E não adianta, embora seja verdade, dizer o que a UNITA teima em dizer. Coisas do tipo: «Tanto o Estado como a imprensa pública estão capturados pela oligarquia que governa o País e controla a economia. Foram constituídos cartéis de importação dos derivados do petróleo que bloqueiam a diversificação da economia, impedem a construção de refinarias com capacidade para abastecer o mercado nacional, regional e internacional. Multiplicam-se os atentados notórios contra o Estado Democrático de Direito e contra o regular funcionamento das suas instituições. As pessoas estão com fome, desempregadas e desesperadas. A classe média que florescia em 2017 está a desaparecer. Angola tem um enorme potencial de recursos naturais, que – bem geridos – permitiriam que a média dos salários fosse de 1.000,00 (mil) dólares.»

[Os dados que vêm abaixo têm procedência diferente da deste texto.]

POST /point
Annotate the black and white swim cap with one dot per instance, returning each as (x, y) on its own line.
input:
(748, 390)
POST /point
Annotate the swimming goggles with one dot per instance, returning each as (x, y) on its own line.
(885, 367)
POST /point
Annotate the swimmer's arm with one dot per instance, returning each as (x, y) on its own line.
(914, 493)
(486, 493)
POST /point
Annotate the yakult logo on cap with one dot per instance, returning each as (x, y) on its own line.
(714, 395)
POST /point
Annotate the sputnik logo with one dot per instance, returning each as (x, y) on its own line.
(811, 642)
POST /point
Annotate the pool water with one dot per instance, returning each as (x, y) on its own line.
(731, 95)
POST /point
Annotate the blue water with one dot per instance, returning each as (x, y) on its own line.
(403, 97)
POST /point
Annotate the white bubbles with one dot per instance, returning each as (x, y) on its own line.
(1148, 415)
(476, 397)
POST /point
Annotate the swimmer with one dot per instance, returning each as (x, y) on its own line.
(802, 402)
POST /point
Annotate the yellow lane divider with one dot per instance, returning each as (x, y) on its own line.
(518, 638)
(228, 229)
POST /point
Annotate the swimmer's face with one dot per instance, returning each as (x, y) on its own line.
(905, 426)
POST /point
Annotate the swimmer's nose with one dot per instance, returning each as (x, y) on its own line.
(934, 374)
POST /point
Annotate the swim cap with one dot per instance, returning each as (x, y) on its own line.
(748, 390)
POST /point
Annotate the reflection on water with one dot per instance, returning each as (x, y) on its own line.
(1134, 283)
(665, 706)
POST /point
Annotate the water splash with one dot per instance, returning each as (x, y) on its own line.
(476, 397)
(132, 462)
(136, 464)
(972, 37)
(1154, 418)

E o Povo começa a pensar que, enquanto come farelo, os dirigentes, deputados e similares da UNITA, comem trufas pretas, caranguejos gigantes, cordeiro assado com cogumelos, bolbos de lírio de Inverno, supremos de galinha com espuma de raiz de beterraba e queijos acompanhados de mel e amêndoas caramelizadas e umas garrafas de Château-Grillet…

Já lá vai o tempo em que (como se lembrarão certamente os generais Lukamba Gato e Kamalata Numa) a malta do Galo Negro preferia ser livre de barriga vazia do que escravo com ela cheia. E, das duas uma, aos angolanos restam duas opções, engrossarem o exército dos que têm razão mas não têm força, ou o dos que não têm razão mas têm força.

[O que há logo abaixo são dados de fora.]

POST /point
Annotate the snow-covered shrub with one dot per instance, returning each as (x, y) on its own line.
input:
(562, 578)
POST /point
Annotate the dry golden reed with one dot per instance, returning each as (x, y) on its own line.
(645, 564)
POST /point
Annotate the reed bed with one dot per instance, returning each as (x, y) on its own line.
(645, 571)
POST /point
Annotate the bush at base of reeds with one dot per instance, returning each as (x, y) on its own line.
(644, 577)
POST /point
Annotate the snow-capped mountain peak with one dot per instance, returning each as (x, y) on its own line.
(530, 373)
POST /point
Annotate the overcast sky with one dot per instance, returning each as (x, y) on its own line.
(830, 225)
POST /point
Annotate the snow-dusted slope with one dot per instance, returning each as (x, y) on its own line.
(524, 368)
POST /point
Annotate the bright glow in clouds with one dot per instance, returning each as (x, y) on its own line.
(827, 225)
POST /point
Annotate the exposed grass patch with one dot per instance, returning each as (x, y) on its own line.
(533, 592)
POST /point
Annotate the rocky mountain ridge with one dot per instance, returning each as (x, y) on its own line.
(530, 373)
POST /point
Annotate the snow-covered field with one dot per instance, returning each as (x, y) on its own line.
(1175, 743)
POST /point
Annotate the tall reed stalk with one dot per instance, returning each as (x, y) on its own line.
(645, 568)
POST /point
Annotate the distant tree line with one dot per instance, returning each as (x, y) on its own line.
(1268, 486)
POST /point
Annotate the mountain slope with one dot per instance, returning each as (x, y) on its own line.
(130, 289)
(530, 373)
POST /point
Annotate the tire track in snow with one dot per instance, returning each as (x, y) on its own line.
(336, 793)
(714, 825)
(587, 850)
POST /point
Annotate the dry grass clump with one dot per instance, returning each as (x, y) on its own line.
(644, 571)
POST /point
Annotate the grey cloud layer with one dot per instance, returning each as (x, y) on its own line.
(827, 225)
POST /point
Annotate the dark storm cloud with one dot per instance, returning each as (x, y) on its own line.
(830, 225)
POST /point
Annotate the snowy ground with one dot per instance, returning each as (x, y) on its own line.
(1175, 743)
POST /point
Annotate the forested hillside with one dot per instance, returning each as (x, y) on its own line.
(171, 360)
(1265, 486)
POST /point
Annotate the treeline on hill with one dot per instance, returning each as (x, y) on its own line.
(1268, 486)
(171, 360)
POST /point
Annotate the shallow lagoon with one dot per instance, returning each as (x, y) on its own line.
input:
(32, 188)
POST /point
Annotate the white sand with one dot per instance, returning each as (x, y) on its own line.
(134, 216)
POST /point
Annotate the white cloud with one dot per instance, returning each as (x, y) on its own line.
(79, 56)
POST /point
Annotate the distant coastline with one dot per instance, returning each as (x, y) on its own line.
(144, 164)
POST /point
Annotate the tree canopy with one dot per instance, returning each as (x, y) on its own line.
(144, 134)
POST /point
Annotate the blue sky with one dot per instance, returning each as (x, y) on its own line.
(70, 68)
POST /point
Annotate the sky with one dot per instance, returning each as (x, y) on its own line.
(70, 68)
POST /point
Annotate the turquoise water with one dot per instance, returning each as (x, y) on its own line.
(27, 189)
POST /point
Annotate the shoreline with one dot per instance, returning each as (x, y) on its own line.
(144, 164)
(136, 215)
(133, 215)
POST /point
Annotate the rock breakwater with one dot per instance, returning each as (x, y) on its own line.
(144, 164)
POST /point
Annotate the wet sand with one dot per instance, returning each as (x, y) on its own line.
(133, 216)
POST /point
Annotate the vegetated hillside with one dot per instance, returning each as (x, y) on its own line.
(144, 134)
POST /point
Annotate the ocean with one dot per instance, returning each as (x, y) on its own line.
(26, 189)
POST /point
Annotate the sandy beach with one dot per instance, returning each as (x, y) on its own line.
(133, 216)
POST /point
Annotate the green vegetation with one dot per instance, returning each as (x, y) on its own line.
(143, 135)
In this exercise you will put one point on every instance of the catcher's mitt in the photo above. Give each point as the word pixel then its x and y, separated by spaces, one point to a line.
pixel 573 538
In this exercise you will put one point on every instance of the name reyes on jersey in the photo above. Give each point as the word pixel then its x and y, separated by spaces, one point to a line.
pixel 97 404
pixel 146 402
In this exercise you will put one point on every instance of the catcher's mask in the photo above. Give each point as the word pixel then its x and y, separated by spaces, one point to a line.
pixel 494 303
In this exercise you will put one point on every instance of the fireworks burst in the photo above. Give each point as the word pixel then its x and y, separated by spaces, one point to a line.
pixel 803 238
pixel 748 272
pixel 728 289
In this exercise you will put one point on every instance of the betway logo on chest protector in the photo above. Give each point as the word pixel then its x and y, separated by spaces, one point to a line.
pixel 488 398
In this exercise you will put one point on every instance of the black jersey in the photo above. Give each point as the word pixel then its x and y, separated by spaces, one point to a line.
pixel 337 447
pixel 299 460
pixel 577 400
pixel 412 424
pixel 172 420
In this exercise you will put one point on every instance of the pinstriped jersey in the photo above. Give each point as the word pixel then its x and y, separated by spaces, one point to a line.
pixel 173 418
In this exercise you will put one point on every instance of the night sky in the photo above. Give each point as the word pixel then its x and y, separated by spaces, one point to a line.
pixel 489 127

Os “médicos” da UNITA fazem o diagnóstico, recorrendo ou não a exames complementares, e dizem que epidemia “generalizada só poderá ser superada com uma mudança do regime político que acabe com o sistema oligárquico de governação do País e promova a consequente despartidarização do Estado, da economia e da sociedade”.

Perante o diagnóstico, os doentes perguntam, esperando a receita, e agora? Os “médicos” da UNITA respondem: não há remédios, por isso vão embora e continuem a aprender a viver sem comer. E quando o doente sai do consultório, viram-se uns para os outros e dizem: Vamos jantar!

Reconhecemos que o diagnóstico da UNITA está certo. Mas não basta. É preciso curar os doentes e tomar medidas profilácticas. É verdade que “nunca o País teve tanta adjudicação directa de contratos sem qualquer concorrência! Nunca a gestão orçamental do País testemunhou a autorização de tantos créditos adicionais para aumentar a despesa pública não orçamentada, como agora! Nunca o País teve níveis insustentáveis de endividamento público como agora! Nunca os investidores estiveram tão hesitantes e confusos como agora! Nunca os angolanos estiveram tão desesperados e tão temerosos quanto ao futuro como agora! Nunca a fome, a pobreza e a miséria foram tão dolorosas e absolutas como agora! Nunca as execuções sumárias foram tantas como nos últimos 6 anos!”

“Temos de mudar e a hora é agora!”, diz recorrentemente a UNITA. Sendo verdade, pergunta-se: Até que ponto está a UNITA disposta a ser o motor efectivo, passando das palavras aos actos, deixando (ou repartindo com quem precisa) as mordomias inerentes à lagosta e sentando-se na pedra a comer mandioca?